When Joe telephoned Lally at a little before quarter to five that Monday afternoon, he was at his desk in the station in the Logan Square district of Chicago, and Lally was in her bedroom some
nine hundred miles away, brushing her dark brown, almost waist-length hair up into the sleek ponytail that would, with a little deft pinning, become the neat bun that was obligatory in the ballet
world.
“Whatcha doing, sis?”
Lally smiled at the welcome sound of her brother’s deep, warm voice. “The usual – I just delivered a fresh batch of croissants to the café, and now I’m getting
ready for class.” Nijinsky, her three-year-old Siamese, near the door, watched her swinging hair through friendly slit eyes. “Are you at the office?”
“It’s a paperwork afternoon.” Joe paused. “How are you, kid?”
“I’m wonderful,” Lally said. “We got a fresh load of snow last night, but today’s been gorgeous. How about you guys?”

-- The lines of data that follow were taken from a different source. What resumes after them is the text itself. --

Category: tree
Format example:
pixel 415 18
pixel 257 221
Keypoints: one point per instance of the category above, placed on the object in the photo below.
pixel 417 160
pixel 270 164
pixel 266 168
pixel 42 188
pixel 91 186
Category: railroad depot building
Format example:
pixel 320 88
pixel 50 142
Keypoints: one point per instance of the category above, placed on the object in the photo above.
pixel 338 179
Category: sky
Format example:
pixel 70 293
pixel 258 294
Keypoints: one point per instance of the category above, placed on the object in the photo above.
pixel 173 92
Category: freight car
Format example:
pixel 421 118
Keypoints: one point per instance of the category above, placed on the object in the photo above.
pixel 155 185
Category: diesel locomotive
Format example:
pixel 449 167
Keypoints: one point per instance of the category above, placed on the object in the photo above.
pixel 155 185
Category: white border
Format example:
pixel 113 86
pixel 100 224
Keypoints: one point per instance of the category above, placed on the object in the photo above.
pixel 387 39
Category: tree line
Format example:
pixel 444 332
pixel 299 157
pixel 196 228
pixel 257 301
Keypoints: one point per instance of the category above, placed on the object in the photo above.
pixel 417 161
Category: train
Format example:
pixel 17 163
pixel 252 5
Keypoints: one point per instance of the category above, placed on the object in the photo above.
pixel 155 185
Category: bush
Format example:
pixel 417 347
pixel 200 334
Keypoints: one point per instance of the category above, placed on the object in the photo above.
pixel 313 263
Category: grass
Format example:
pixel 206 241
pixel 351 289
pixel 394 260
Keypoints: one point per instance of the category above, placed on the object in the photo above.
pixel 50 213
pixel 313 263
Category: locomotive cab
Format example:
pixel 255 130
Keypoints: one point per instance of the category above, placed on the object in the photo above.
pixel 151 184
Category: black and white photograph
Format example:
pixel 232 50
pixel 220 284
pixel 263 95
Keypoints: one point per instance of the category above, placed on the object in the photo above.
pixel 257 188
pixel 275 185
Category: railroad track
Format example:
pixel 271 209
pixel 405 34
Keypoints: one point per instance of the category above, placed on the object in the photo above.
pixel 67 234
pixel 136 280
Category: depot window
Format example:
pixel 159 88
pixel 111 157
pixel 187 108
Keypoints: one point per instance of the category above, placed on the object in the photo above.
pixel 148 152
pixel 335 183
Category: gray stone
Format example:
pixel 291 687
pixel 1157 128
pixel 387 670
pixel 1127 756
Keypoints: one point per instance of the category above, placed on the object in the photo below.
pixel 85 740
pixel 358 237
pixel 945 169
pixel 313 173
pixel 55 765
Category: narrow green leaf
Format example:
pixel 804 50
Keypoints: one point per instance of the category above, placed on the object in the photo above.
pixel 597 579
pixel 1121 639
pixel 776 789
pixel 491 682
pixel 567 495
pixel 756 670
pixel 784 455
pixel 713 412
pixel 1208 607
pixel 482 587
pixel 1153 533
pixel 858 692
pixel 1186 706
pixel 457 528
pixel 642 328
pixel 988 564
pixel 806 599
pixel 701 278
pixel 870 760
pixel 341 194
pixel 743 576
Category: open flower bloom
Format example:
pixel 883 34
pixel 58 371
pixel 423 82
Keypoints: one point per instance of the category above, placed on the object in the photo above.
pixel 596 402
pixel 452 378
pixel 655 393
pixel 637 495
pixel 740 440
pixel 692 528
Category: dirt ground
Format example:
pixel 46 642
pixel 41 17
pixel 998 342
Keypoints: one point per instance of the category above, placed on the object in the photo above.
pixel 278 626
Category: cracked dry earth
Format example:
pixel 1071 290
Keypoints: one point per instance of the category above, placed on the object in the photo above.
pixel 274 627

On average, Joe and Lally made a point of speaking to each other at least once a month. So far as Lally was concerned, she’d have been happy to talk to her brother once a day, but being a
lieutenant in the Chicago Police Department’s Violent Crime Unit meant that Joe’s life was wild and full, and Lally knew that his occasional long silences didn’t mean he thought
about her any less.
“We’re all pretty good this end,” Joe said, “knock on wood.” He rapped smartly on his desk.
“How’s Jess feeling?” Her sister-in-law was recently pregnant, and Lally knew that she and Joe and sweet Sal were all on tenterhooks because Jess’s last two pregnancies
had both ended in miscarriage.
“So far so good.” Joe was a man of deep emotion but few words.
“Is she taking it easier this time?” Lally felt his anxiety over the line.
“A little. You know how independent Jess is, but I think she’ll do just about anything to keep this baby, even if it does mean letting Sal and me carry the shopping and take care of
the gardening.”
“It must be hard for her.”
“You bet it is.”
Lally checked her alarm clock and finished pinning her hair. Her brother’s beloved features, his long, sharp nose and soft grey eyes, so like her own, were as clear in her mind as if he
were seated opposite her.
“How’s work?” she asked, grabbing her black leotard and pulling it snugly up her body. She knew it was a pointless question, that in spite of the honesty between them in most
things, the confidences of the Chicago Police Department couldn’t be safer if they were locked in a high-security vault.
“Like always,” Joe said, easily. “You know.”
She didn’t know, but she thought she was probably glad of that. She worried about Joe all the time as it was, and maybe her imagination was worse than the real thing, but somehow she
doubted that. She had seen reality – brutal, bloody reality – the day their parents had been killed in a car crash over four years ago, a few days after her nineteenth birthday. With
Joe so far away, it had been left to Lally to make the identification at the morgue in Pittsfield. She had been aware, even in those most terrible moments of her life, that there was a kind of
mercy in their going together, for they had been the closest married couple she had ever known, more like twins than husband and wife, and it was almost impossible to conceive of either one being
left behind to mourn the other. But that hadn’t helped Lally, not that day, nor in those that followed, to come to terms with the violence of their end. She’d worried about Joe ever
since he’d joined the police force – she guessed she always would.